Continuando con nuestras reflexiones acerca de la Encíclica del papa Francisco Fratelli Tutti, nos encontramos con los comentarios del pontífice sobre la necesidad y al mismo tiempo la ausencia, de un proyecto que nos una, que nos convoque y que nos encuentre a todos.
No podríamos entender esta idea sino la enlazamos con una de las habilidades más importantes a la hora de hacer un proyecto: la capacidad de dialogar.
Dialogar es un verbo muy rico. Implica varias destrezas y competencias: saber escuchar; ejercitar la empatía; poder descentrarnos de nuestros intereses y deseos particulares; comprender la diferencia entre juicio y condena, entre individualidad y comunidad; estar atentos a nuestras emociones, pensamientos y creencias previa, durante y posteriormente al diàlogo; tener la capacidad de reconocer errores propios, de comunicar con claridad, etc.
Dialogar en otras palabras implica ejercer una alta atención a nuestro interior y a nuestros interlocutores. Dialogar implica tener “oídos para oír” y tratar al otro como nos gustaría que nos traten a nosotros mismos.
Sin esa apertura, el diàlogo se puede convertir en un monólogo. Piense por ejemplo en esas conversaciones donde usted quiere escuchar algo y si la otra persona no lo dice, se enfada con ella o, peor aún, manipula el contexto de la conversación solamente para lograr oír lo que quiere oír.
Observe ese diàlogo sordo que, lamentablemente, se repite día tras día en los medios de comunicación y en las redes sociales, donde líderes, gobernantes e influencers convierten el diàlogo en un debate estratégico, exacerbando la idea de la rivalidad, polarizando a los interlocutores y buscando imponerse.
Como dice el papa Francisco “por diversos caminos se niega a otros el derecho a existir y a opinar, y por ello se acude a la estrategia de ridiculizarlos, sospechar de ellos, cercarlos. No se recoge su parte de verdad, sus valores, y de este modo la sociedad se empobrece y se reduce a la prepotencia del más fuerte”.

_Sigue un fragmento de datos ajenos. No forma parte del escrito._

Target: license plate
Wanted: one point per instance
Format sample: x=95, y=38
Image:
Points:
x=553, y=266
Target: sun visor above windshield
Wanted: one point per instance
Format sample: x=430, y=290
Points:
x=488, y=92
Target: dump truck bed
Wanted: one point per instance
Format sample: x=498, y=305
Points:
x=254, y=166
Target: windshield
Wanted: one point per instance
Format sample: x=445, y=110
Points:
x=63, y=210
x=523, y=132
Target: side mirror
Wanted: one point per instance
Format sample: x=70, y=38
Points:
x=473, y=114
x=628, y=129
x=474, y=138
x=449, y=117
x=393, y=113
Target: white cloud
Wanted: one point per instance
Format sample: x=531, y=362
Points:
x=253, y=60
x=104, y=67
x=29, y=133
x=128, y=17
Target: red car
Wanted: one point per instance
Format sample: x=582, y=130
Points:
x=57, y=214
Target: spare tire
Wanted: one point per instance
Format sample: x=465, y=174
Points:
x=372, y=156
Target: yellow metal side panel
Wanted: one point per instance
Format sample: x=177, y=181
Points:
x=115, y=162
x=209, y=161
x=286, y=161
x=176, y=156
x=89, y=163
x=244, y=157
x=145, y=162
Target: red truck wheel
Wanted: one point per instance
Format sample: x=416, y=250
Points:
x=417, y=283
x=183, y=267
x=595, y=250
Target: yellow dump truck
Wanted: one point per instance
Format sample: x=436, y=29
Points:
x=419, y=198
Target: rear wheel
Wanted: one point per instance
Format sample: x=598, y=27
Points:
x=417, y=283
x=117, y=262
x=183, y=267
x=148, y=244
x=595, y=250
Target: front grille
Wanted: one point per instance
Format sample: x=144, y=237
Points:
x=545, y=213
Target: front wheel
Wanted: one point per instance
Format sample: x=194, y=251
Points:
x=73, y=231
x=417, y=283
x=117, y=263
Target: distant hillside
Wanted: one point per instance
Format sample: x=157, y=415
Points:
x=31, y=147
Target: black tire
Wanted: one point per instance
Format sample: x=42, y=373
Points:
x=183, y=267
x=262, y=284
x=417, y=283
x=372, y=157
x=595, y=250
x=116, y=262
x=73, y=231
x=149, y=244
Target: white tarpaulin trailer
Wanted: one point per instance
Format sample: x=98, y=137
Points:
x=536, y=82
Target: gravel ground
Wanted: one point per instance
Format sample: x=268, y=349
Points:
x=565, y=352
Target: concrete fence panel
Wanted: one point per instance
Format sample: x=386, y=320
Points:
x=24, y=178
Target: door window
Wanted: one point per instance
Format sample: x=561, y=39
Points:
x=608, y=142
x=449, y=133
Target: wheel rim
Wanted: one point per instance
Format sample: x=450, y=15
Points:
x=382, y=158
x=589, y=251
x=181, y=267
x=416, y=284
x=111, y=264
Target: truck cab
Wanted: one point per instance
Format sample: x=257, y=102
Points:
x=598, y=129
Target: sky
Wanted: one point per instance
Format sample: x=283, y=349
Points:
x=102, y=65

Un diàlogo entendido como una guerra en donde la destrucción del interlocutor se considera un método eficaz. Una práctica mezquina que anula y elimina millones de voces en el mundo, que deja de escuchar el clamor de miles de personas y que construye una sociedad que se divide y engendra sospecha tras sospecha; miedo tras miedo; violencia tras violencia.
Pero ¿qué podemos hacer? Como lo he dicho varias veces, cuando miramos lo que hacen los políticos, los expertos, los líderes, los gobernantes solemos quedarnos con una sensación de que no es nuestro asunto, que es ajeno y que poco o nada podemos hacer. Es decir, nos contagiamos de una resignación colectiva.
Es evidente que como cristianos, no podemos resignarnos ante la división y la cultura del descarte. Y ¿cómo empezar? Podemos iniciar revisándonos interiormente. ¿Soy capaz de mantener un diàlogo interno desde la serenidad? ¿tengo internamente luchas que me polarizan, que me dividen? ¿soy capaz de escuchar mi cuerpo, mi mente y mi corazón sin tener que entrar en una pelea irreconciliable?
Si no podemos sentir que somos capaces de dialogar con nosotros mismos en paz y en serenidad ¿cómo podríamos dialogar con otros? Si no podemos escucharnos a nosotros mismos ¿cómo podremos escuchar a los demás? Si mantenemos una rigidez interna ¿cómo podríamos empatizar? Si creemos tener la razón en todo, ¿cómo podríamos escuchar? Si nos sentimos mejores que otros ¿cómo podríamos reconocer la dignidad de nuestro interlocutor? Si solamente buscamos que nos aplaudan o que nos llenen de elogios ¿cómo podríamos mantener una conversación con alguien que disiente?
La sociedad es la suma de todos nosotros. Construir un proyecto común es un reto que pasa por lo individual y lo próximo. Hagamos proyectos que propicien el “bien común”. Empecemos con nuestra pareja, con los hijos, con los amigos, con la familia.
Abramos nuestros oídos para que no seamos ciegos entre ciegos cayendo al mismo hoyo de la desconfianza y la rivalidad. Más allá de nuestras diferencias somos profundamente semejantes. Somos hermanos y hermanas de esta gran familia llamada humanidad, tenemos diversidad, pero no diferencias irreconciliables; podemos escucharnos y cooperar; mirar más allá de los intereses particulares y pensar en nuestro futuro y nuestro planeta como algo común. Ni las razas, ni las diferencias culturales o sociales son capaces de eliminar nuestro anhelo común de vivir en paz, de ser amados y de poder disfrutar de la generosidad de este planeta.
Recordemos que Jesús ya nos advirtió que una casa dividida contra sí misma, cae y no prospera. Seamos buscadores de unidad, de diàlogo y de escucha.